Phase 2 — Pilot (90 days post-signing)

YubiKey MFA enrollment for pilot attorneys
Per-tenant encryption key implementation
Immutable audit log with hash chain verification
Hardware security module (HSM) key storage (Model B)
Zero-knowledge encryption client (Model C)
Attorney-controlled key export/storage (Model C)

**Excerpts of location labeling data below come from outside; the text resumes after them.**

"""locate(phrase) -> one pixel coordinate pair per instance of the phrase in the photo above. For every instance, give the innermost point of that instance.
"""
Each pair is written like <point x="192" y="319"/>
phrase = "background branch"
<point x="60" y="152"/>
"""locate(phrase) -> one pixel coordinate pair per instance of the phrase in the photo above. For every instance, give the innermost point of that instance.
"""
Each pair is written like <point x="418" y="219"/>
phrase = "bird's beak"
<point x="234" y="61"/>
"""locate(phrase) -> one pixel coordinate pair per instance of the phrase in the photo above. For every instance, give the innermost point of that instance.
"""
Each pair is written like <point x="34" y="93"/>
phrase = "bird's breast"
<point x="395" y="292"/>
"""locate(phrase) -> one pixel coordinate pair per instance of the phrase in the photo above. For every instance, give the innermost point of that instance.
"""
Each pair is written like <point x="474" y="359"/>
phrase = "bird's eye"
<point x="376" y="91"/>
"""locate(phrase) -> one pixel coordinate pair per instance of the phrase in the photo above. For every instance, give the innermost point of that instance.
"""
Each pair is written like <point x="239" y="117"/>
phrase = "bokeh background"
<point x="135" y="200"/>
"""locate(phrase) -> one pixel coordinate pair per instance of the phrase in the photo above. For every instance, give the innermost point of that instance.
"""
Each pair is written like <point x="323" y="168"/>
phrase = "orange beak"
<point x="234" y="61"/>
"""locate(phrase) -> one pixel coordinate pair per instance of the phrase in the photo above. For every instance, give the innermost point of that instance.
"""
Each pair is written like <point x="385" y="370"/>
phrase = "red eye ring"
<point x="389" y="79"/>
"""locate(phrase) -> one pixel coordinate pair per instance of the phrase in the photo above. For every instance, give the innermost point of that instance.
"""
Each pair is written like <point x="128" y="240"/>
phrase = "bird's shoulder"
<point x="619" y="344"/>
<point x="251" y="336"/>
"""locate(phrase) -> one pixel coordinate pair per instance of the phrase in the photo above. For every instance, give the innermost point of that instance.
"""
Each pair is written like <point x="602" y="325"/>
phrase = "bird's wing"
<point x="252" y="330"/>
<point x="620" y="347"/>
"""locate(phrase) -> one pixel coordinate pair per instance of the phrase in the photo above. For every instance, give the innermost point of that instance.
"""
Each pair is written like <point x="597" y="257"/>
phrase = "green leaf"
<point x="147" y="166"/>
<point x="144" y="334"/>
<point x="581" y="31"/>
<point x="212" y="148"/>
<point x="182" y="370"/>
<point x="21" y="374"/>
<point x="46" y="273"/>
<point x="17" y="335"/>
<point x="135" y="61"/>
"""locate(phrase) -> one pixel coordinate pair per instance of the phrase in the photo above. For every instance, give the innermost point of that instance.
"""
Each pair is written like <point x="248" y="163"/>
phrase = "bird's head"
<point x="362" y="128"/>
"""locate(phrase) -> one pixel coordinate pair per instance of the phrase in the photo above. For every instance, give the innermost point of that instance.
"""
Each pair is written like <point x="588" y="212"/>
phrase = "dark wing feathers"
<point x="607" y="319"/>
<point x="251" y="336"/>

Phase 3 — Production (Post-Pilot)

Annual third-party penetration testing (accredited firm)
SOC 2 Type II certification
Real-time anomalous access alerting
Automated key rotation with zero downtime
Cross-region backup with cryptographic verification
Post-quantum cryptography readiness review

§10 — Limitations & Known Gaps

PHI minimization is architectural, not absolute: The digest contains some PHI (name, injury description, provider names). The attorney must treat this as PHI in all handling.
No PHI on Signal Loom is Model C only: Models A and B involve PHI on Signal Loom systems. The BAA (Model B) addresses this. Model A relies on the attorney's infrastructure controls.
No HIPAA certification: Signal Loom is not HIPAA-certified. HIPAA compliance is the attorney's obligation as a covered entity or business associate. Signal Loom provides the tools and architecture; compliance is determined by use.
Audit log access by Signal Loom staff: In Models A and B, Signal Loom engineering staff theoretically have access to encrypted PHI for debugging and support. Model C eliminates this by design. Model B uses formal access control + audit logging to limit this exposure.
No formal BAA with cloud provider in Model A: Model A relies on the attorney's BAA with their cloud provider. Signal Loom has no visibility into whether this BAA is in place.
No automated compliance reporting: Production target includes annual SOC 2 Type II; currently no third-party compliance attestation.

⚠️ Important: This document describes a pre-production security architecture. Actual compliance depends on deployment model, configuration, and ongoing security maintenance. This document does not constitute legal advice and does not create an attorney-client relationship. Consult qualified HIPAA counsel before deploying any system that handles Protected Health Information.